The following vendors appear to be eager for a slice of this pie.
- Emulex announced HBA driver support for RedHat and SuSE, enabling enterprises to use Linux to build out SANs. "Now Linux can be the operating system of choice for large storage systems," said a spokesman for Emulex. The company claims Morgan Stanley, Lehman Brothers, Goldman Sachs, Barclays Capital, Verizon, DreamWorks and Walt Disney have all incorporated Linux into their data centers and are using Emulex HBAs.

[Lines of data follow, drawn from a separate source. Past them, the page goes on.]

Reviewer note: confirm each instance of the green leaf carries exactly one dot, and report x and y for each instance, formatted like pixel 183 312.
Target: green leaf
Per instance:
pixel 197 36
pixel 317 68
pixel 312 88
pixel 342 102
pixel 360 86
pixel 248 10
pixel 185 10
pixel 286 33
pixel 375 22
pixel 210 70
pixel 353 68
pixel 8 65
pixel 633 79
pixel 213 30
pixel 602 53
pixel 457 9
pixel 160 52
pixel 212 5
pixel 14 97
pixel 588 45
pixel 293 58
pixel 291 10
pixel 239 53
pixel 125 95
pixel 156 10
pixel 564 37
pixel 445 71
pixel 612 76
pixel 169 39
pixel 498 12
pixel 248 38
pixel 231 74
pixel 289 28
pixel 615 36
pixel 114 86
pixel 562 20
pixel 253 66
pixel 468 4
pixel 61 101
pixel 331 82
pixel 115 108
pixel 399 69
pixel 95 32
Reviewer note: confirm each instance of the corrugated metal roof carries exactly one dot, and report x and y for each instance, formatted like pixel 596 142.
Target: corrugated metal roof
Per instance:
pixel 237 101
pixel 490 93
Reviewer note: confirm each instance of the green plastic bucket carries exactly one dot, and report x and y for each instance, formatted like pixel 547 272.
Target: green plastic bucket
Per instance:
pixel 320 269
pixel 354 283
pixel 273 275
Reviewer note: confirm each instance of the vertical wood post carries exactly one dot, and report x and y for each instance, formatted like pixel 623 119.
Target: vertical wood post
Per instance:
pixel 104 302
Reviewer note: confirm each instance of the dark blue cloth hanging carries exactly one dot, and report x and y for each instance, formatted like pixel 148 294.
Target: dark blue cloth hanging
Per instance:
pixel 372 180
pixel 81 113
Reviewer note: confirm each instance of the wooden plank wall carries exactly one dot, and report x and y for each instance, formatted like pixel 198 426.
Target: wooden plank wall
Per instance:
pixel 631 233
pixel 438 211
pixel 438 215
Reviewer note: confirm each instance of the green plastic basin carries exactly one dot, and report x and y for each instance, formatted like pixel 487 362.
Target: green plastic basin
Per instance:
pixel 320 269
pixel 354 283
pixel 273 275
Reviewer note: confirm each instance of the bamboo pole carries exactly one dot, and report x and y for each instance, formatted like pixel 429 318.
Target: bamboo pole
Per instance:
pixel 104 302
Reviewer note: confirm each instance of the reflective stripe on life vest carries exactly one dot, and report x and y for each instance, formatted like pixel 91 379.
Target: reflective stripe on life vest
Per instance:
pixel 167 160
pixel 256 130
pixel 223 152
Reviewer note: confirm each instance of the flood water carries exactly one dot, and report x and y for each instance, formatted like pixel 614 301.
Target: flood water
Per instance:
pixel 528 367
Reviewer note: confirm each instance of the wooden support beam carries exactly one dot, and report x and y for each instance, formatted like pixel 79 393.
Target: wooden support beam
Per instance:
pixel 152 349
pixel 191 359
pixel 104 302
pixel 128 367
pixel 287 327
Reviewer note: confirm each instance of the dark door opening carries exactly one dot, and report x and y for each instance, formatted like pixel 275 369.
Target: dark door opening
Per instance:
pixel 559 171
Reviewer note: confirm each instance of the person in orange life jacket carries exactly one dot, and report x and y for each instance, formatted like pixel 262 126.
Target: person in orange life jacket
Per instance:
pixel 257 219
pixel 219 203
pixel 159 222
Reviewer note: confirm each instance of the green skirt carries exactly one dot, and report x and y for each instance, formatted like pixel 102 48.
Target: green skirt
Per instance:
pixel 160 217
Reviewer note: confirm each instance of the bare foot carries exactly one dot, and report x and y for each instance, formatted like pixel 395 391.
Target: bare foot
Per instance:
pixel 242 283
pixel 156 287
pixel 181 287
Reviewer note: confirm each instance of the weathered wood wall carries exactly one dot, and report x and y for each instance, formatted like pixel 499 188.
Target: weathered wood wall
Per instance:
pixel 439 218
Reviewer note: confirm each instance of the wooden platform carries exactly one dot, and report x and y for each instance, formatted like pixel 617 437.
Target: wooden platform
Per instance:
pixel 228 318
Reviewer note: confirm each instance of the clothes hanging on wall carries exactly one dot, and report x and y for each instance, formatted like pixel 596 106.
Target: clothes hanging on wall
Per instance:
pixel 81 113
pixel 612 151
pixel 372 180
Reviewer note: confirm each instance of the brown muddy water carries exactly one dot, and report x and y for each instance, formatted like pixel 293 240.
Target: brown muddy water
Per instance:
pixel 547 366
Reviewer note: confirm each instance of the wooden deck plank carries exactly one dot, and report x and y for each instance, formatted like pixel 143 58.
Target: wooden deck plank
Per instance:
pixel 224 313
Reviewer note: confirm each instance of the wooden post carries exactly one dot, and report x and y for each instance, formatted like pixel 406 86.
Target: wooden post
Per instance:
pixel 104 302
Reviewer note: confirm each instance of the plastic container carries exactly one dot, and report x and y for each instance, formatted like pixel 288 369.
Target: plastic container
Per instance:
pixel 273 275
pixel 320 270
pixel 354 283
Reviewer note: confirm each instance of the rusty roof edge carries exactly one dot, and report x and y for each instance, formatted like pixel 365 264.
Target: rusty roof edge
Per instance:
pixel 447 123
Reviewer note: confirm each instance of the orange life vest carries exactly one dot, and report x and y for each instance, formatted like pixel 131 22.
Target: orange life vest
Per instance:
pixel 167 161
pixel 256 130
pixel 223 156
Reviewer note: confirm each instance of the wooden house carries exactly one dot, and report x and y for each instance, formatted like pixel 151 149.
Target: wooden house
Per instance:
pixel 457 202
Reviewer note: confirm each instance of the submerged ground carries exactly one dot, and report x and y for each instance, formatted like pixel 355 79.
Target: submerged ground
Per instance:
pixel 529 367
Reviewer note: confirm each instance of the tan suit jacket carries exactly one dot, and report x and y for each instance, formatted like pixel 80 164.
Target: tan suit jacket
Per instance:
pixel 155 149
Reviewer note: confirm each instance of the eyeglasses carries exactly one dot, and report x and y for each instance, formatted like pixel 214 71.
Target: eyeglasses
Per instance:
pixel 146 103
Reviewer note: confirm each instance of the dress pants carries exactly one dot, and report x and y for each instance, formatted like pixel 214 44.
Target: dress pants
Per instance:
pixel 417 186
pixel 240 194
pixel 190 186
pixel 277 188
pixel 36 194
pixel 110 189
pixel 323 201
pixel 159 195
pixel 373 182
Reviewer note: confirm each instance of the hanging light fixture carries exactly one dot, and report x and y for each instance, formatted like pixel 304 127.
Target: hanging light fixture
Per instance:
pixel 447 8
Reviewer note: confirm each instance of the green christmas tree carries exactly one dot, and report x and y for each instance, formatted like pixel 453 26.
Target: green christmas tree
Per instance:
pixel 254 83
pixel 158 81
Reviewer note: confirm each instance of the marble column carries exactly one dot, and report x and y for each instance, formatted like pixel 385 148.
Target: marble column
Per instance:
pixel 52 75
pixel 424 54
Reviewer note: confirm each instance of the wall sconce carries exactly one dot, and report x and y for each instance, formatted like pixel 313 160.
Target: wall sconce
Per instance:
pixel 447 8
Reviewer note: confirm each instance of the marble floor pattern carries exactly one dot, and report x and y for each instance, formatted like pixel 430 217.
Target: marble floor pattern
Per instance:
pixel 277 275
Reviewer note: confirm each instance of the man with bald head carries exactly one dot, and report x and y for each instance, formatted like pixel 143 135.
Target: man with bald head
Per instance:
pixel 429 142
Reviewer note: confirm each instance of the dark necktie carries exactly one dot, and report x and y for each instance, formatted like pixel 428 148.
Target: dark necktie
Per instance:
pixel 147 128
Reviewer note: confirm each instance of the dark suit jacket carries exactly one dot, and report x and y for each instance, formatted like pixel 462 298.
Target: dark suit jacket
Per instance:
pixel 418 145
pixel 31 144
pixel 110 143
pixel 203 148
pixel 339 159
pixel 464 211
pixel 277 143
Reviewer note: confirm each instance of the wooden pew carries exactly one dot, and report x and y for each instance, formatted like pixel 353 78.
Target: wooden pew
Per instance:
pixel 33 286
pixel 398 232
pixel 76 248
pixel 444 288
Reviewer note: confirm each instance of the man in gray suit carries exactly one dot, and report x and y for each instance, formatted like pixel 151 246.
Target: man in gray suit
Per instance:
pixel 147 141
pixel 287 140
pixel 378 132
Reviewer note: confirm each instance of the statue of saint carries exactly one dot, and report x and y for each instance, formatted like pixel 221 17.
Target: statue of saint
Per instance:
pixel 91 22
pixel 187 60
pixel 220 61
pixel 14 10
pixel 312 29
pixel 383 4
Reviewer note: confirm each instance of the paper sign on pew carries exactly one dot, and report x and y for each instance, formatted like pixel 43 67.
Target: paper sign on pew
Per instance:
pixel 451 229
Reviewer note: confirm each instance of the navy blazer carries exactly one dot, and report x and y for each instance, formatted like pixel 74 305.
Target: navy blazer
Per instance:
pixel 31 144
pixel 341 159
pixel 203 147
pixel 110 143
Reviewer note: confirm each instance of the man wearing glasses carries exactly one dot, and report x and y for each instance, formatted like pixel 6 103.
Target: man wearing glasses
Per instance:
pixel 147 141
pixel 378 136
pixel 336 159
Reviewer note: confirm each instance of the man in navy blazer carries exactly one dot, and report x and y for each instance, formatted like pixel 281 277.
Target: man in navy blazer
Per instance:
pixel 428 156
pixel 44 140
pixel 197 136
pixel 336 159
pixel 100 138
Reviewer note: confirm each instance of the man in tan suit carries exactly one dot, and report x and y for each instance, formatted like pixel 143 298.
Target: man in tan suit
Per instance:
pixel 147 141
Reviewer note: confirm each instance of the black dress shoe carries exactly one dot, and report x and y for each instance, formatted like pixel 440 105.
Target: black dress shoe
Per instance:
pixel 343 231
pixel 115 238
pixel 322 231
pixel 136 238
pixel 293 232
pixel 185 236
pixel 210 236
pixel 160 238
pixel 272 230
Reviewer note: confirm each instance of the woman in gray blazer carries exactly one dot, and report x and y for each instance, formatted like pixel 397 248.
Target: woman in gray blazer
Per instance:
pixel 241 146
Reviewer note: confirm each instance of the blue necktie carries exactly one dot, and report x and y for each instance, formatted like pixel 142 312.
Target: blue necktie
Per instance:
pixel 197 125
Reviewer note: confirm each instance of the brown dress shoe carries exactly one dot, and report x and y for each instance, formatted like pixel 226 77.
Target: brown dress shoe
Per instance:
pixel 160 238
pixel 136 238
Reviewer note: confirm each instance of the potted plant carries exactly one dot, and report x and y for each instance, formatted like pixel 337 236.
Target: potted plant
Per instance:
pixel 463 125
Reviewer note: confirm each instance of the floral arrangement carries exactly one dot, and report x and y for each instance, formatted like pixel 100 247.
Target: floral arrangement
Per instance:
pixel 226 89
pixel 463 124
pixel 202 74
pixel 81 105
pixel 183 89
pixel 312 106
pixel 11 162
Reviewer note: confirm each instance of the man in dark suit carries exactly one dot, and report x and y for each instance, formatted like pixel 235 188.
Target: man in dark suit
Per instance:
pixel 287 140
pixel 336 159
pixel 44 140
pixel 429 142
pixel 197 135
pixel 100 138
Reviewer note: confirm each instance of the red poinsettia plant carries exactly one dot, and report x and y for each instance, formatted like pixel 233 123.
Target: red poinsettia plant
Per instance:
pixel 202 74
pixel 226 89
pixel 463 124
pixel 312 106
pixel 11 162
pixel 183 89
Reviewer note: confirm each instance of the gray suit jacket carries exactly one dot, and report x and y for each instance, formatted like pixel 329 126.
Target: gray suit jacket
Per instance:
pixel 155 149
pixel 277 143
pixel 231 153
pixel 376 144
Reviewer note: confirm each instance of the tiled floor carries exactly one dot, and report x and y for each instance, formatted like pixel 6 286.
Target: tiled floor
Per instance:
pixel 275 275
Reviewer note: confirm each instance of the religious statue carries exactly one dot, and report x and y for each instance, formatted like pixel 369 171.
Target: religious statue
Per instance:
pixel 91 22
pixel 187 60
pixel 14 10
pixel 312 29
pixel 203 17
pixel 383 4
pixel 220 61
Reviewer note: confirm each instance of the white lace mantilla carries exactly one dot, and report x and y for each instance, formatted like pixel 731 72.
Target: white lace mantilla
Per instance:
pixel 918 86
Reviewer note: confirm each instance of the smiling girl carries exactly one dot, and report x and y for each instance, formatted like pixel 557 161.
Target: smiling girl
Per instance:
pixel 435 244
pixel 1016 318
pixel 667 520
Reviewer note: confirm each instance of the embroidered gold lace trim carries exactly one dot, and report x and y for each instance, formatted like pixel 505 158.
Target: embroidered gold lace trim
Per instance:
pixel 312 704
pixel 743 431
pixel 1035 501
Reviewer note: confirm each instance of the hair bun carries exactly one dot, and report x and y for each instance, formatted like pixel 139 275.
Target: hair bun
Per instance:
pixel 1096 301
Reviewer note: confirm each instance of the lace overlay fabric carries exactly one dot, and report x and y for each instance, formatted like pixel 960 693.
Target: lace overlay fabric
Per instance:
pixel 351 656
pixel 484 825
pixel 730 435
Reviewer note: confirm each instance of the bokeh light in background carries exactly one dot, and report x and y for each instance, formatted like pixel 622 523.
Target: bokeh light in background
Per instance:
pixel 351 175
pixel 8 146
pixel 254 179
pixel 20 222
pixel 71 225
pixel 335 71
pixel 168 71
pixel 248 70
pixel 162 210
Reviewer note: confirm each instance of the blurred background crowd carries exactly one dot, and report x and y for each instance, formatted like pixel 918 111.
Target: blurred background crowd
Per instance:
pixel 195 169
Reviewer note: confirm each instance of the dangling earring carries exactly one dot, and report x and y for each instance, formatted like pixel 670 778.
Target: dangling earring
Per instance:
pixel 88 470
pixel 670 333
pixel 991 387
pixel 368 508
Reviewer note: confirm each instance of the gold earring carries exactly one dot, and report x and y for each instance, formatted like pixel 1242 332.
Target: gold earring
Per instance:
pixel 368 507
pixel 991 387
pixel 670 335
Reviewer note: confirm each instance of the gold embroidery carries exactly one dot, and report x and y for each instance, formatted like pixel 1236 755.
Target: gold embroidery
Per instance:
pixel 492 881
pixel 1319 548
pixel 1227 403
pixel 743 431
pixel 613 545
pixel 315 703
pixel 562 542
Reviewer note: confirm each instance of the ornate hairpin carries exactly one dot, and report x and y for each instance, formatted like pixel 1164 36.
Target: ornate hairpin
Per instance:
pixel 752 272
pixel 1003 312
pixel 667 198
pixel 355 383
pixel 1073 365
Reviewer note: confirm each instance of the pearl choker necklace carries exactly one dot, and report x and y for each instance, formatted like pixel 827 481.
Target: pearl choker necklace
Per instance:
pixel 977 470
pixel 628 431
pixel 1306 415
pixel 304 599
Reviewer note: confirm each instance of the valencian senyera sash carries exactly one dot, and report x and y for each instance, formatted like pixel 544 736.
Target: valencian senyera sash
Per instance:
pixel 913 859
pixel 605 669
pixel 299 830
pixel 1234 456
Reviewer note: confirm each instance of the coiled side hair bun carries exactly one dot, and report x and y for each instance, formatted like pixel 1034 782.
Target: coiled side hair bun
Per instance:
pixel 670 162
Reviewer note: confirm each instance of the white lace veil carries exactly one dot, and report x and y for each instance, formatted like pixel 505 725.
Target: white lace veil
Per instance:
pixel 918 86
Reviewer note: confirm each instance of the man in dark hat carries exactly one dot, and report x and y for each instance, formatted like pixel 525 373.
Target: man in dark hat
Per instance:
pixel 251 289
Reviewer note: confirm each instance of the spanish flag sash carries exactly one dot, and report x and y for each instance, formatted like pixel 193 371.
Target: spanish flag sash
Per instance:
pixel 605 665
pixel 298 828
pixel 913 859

- Applied Micro Circuits Corp. (AMCC) announced an increase in SATA RAID performance in Linux-based applications. The 3ware 9000 Series SATA RAID controllers, available in 12-, 8-, and 4-port configurations, provide over 400 MBps performance with Linux Kernel 2.6.x and the XFS File System. Upgrading to Linux Kernel 2.6.x (XFS) using the 3ware 9500 series controller boosts RAID 5 reads by 125% at 408 MBps and writes by 224% at 107 MBps, AMCC claims. The 3ware SATA RAID controller also increases the maximum file system size from 2 TB to 16 TB.
- Yosemite Technologies' TapeWare backup and recovery software will now support Coraid Inc'.s EtherDrive storage array. The companies claim their alliance will simplify data backup and restore functions for Linux server networks.
- Veritas Software Inc. announced it will be demonstrating its Storage Foundation Suite software migrating data to Linux servers and showed NetBackup working on RedHat and SuSE – nothing new there, from what we could tell.
- Red Hat lifted the wraps on its storage file system based on Linux, called RedHat Global File System (GFS). The cluster file system and volume manager are essentially the same product that the company picked up when it purchased Sistina Software last year. But under Red Hat's roof, GFS allows Red Hat Linux servers to shuttle files to one shared system on the SAN in order to avoid redundant copies.
While the news is interesting, as it demonstrates that Linux has moved way beyond its geeky beginnings, skeptics still question whether all the pieces are in place to really enable a datacenter. "How do you back up using Linux, or secure data and perform disaster recovery? Most people won't scrap everything they have been doing just to use Linux," said one industry insider.